## 1. Load the MNIST dataset from http://yann.lecun.com/exdb/mnist/. Randomly use 80% of the data for train- ing, and the remaining 20% for testing.

### Load MNIST

In [92]:
from sklearn.datasets import fetch_openml

X, y = fetch_openml('mnist_784', version=1, return_X_y=True)
X = X / 255.
print(X.shape)
print(y.shape)

(70000, 784)
(70000,)


### Train-test split
Randomly use 80% of the data for training, and the remaining 20% for testing.

In [93]:
from sklearn.model_selection import train_test_split

X_train, X_test, y_train, y_test = train_test_split(X, y, test_size=0.2, random_state=4211)

## 2. Display (i) the first sample; (ii) number of training samples; and (iii) number of testing samples.

### The first sample

In [94]:
%matplotlib notebook
import matplotlib.pyplot as plt

plt.imshow(X[0].reshape(28, 28), cmap='gray')

<IPython.core.display.Javascript object>

<matplotlib.image.AxesImage at 0x7f82f29a56d0>

### Number of training & testing examples

In [95]:
print('training data:')
print(X_train.shape)
print(y_train.shape)
print()
print('testing data:')
print(X_test.shape)
print(y_test.shape)

training data:
(56000, 784)
(56000,)

testing data:
(14000, 784)
(14000,)


## 3. Design an appropriate MLP such that the training accuracy is at least 95%. You can use the MLPClassifier in https://scikit-learn.org/stable/modules/generated/sklearn.neural network.MLPClassifier.html. Show the (i) training accuracy; and (ii) testing accuracy that you obtain.


### MLP with training accuracy > 95%
My configuration:
- 1 hidden layer of 10 units, 
- learning rate as 0.1

In [96]:
from sklearn.neural_network import MLPClassifier

model = MLPClassifier(hidden_layer_sizes=(10,), solver='sgd',
                      verbose=False, random_state=3511,
                      learning_rate_init=.1)

In [97]:
import warnings
from sklearn.exceptions import ConvergenceWarning

with warnings.catch_warnings():
    warnings.filterwarnings("ignore", category=ConvergenceWarning,
                            module="sklearn")
    model.fit(X_train, y_train)

#### Training & testing accuracy

In [98]:
print("Training set score: %f" % model.score(X_train, y_train))
print("Test set score: %f" % model.score(X_test, y_test))

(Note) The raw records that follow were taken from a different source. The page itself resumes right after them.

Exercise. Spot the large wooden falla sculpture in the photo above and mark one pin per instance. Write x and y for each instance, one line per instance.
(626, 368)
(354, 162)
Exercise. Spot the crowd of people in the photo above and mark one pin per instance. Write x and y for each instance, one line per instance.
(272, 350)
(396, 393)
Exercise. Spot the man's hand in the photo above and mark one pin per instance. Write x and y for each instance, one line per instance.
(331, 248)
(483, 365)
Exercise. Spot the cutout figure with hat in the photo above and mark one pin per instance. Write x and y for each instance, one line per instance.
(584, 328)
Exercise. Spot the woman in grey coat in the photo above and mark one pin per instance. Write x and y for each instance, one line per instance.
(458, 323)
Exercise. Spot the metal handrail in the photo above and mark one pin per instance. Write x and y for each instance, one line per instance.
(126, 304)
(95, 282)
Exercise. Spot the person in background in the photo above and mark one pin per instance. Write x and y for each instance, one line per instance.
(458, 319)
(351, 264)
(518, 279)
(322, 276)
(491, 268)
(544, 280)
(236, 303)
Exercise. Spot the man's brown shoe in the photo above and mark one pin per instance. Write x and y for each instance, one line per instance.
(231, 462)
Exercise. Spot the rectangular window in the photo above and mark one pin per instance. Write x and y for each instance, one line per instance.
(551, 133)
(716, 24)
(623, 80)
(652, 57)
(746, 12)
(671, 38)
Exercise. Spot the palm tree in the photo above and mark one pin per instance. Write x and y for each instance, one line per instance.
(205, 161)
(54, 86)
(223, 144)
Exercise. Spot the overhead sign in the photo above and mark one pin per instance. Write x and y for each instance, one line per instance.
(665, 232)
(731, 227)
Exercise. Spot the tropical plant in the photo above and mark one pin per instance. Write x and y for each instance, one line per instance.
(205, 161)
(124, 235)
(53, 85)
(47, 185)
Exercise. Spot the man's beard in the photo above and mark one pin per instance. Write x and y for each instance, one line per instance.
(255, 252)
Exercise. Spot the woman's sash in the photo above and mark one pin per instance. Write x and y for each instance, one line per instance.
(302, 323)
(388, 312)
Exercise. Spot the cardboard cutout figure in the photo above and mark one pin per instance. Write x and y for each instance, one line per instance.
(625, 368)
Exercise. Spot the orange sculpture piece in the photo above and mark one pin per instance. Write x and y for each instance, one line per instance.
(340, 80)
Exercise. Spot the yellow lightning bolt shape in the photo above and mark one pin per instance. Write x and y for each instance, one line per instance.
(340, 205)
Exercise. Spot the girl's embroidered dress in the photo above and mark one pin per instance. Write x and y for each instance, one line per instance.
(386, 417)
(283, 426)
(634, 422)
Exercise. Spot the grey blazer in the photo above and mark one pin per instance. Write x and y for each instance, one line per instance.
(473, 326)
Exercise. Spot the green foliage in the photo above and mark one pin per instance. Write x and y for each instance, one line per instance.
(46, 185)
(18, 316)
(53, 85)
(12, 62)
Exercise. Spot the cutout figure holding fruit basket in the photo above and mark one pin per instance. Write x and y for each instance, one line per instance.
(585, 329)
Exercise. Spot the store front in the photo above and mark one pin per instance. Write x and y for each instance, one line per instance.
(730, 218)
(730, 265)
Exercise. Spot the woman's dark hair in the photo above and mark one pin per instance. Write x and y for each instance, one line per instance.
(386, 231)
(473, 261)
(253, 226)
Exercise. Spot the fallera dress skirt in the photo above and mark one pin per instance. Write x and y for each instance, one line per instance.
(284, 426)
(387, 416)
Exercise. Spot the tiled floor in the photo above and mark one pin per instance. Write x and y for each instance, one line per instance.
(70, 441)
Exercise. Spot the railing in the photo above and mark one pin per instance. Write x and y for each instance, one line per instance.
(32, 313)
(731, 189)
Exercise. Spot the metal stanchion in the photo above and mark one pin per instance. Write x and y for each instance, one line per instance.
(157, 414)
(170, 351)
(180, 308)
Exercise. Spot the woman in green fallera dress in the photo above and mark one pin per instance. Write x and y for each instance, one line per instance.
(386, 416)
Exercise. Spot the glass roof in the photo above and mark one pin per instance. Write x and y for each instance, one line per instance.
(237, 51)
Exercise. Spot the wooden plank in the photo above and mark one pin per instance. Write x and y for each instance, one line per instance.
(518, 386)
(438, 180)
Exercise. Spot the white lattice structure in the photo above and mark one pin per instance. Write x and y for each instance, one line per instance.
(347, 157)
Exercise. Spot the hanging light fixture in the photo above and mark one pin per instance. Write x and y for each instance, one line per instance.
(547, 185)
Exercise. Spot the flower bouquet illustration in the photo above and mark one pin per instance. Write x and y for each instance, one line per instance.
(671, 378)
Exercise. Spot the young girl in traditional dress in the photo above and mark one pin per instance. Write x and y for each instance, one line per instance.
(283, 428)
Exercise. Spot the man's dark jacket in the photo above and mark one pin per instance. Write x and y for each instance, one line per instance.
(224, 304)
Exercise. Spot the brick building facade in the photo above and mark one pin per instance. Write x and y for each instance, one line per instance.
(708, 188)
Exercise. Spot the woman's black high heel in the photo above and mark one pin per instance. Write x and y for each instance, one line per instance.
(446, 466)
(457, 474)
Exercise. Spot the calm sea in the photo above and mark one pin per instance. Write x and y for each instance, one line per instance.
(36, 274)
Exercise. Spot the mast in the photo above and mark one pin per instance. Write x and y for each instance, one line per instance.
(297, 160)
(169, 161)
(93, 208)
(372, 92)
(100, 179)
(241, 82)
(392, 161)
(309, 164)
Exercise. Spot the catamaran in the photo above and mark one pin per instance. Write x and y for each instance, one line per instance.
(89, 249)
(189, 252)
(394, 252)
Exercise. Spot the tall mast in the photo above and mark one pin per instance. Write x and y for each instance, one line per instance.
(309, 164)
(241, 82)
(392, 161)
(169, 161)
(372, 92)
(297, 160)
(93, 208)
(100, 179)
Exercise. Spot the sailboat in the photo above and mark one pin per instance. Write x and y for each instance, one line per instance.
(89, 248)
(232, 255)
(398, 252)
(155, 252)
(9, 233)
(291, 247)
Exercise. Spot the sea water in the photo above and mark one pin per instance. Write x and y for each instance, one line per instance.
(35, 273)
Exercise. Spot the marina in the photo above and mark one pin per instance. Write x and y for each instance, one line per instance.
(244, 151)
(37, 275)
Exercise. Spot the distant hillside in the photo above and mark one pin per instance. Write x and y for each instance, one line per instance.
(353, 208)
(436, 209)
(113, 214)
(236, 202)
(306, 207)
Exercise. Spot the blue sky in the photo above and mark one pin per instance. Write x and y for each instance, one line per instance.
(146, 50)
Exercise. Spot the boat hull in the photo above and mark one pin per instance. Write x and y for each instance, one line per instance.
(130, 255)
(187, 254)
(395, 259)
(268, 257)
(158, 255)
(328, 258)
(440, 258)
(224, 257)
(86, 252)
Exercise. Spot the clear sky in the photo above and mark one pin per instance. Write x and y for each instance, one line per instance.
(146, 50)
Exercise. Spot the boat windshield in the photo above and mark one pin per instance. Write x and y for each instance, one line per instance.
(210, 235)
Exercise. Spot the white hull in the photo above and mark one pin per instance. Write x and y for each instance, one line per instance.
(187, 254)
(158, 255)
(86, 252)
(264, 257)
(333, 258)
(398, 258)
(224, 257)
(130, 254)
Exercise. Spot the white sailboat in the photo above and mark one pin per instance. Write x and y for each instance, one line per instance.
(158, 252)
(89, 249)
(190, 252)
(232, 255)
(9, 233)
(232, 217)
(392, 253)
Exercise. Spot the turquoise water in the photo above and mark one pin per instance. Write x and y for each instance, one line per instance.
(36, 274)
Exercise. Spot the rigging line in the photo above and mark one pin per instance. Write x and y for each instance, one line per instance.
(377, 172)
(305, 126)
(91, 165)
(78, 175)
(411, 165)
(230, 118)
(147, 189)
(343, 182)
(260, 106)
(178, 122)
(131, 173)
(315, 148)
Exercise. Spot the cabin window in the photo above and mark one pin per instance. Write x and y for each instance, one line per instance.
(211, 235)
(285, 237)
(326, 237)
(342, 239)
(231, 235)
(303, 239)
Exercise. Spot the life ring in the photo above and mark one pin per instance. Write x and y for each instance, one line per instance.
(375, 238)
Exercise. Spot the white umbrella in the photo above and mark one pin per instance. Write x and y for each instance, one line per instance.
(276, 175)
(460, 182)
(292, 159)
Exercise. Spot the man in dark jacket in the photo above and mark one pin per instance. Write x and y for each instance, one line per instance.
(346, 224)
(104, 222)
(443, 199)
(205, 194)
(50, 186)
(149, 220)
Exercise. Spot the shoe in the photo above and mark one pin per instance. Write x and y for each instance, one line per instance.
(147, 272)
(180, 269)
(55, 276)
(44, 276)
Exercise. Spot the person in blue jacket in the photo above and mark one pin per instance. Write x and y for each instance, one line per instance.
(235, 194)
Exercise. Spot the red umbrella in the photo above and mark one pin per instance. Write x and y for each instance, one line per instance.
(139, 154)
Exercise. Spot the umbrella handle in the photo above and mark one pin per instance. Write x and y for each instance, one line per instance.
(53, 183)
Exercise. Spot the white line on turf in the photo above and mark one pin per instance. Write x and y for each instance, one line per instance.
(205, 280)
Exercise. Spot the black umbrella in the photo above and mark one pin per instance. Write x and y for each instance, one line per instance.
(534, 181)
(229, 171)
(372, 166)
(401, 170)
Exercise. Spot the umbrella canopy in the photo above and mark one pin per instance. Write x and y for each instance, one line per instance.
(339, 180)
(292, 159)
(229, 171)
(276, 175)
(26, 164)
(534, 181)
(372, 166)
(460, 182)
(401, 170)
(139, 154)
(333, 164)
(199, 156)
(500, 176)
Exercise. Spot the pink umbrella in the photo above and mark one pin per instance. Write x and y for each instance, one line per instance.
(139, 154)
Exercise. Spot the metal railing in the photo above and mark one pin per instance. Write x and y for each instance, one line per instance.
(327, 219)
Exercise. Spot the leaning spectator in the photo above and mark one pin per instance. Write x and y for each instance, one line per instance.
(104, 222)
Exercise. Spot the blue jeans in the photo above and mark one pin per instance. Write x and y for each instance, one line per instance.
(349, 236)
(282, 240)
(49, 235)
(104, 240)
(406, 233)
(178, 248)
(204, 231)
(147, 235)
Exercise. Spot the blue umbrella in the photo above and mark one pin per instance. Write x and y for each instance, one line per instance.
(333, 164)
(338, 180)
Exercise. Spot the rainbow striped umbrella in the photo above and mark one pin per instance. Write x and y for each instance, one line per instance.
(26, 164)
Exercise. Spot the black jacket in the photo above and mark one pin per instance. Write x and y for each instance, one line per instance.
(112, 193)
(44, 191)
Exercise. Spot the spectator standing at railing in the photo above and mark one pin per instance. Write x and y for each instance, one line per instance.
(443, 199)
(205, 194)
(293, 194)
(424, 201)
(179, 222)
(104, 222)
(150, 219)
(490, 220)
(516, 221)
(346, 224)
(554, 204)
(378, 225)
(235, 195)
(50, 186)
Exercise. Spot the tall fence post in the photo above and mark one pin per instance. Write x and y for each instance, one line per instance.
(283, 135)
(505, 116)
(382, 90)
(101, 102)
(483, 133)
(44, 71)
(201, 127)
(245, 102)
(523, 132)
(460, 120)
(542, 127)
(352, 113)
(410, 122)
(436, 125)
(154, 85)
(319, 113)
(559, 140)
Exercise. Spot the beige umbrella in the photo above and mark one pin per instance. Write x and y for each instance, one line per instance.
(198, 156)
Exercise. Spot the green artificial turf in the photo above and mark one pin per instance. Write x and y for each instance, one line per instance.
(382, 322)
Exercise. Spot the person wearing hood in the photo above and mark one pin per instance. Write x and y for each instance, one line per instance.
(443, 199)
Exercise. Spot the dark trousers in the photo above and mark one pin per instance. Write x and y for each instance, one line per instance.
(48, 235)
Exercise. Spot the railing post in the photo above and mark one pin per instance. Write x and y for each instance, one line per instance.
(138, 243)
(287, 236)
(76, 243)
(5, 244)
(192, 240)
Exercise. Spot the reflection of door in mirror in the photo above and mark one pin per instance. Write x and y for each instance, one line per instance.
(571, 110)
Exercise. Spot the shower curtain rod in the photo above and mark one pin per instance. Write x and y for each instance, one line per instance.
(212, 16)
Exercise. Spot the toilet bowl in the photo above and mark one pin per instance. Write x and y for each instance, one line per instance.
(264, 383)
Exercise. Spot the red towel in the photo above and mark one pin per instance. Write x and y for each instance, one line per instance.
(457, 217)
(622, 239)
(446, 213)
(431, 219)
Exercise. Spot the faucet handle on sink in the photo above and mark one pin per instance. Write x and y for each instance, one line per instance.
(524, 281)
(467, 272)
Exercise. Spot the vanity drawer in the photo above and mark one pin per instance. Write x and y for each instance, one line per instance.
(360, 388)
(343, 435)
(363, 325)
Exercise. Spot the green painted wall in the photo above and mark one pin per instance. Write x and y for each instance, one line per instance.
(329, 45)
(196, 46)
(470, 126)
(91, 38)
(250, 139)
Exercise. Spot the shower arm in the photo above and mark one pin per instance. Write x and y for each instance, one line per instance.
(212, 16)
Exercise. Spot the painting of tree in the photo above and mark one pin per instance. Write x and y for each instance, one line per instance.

Training set score: 0.958804
Test set score: 0.929571


## 4. Double the number of hidden units in all hidden layers, show the (i) training accuracy; and (ii) testing accuracy of this model. Similarly, try reducing the number of hidden units in all hidden layers, and again show the (i) training accuracy; and (ii) testing accuracy of this model. What observation do you have?


### Doubling the number of hidden unites in all hidden layers

In [99]:
model2 = MLPClassifier(hidden_layer_sizes=(20,), solver='sgd',
                    verbose=False, random_state=3511,
                    learning_rate_init=.1)
with warnings.catch_warnings():
    warnings.filterwarnings("ignore", category=ConvergenceWarning,
                            module="sklearn")
    model2.fit(X_train, y_train)

#### Training & testing accuracy

In [100]:
print("Training set score: %f" % model2.score(X_train, y_train))
print("Test set score: %f" % model2.score(X_test, y_test))

Training set score: 0.991607
Test set score: 0.951571


### Havling the number of hidden unites in all hidden layers

In [101]:
model3 = MLPClassifier(hidden_layer_sizes=(5,), solver='sgd',
                    verbose=False, random_state=3511,
                    learning_rate_init=.1)
with warnings.catch_warnings():
    warnings.filterwarnings("ignore", category=ConvergenceWarning,
                            module="sklearn")
    model3.fit(X_train, y_train)

#### Training & testing accuracy

In [102]:
print("Training set score: %f" % model3.score(X_train, y_train))
print("Test set score: %f" % model3.score(X_test, y_test))

Training set score: 0.874339
Test set score: 0.856571


### Observations
Let's comparing all three runs

MLP with 5 hidden units:
- train accuracy: 87.43%
- test accuracy: 85.66%

MLP with 10 hidden units:
- train accuracy: 95.88%
- test accuracy: 92.96%

MLP with 20 hidden units:
- train accuracy: 99.16%
- test accuracy: 95.16%

The result shows that both testing and training accuracy increases with the number of hidden units in each layer. 

*However, adding too many hidden units may result in overfitting where testing accuracy becomes significantly less than training accuracy.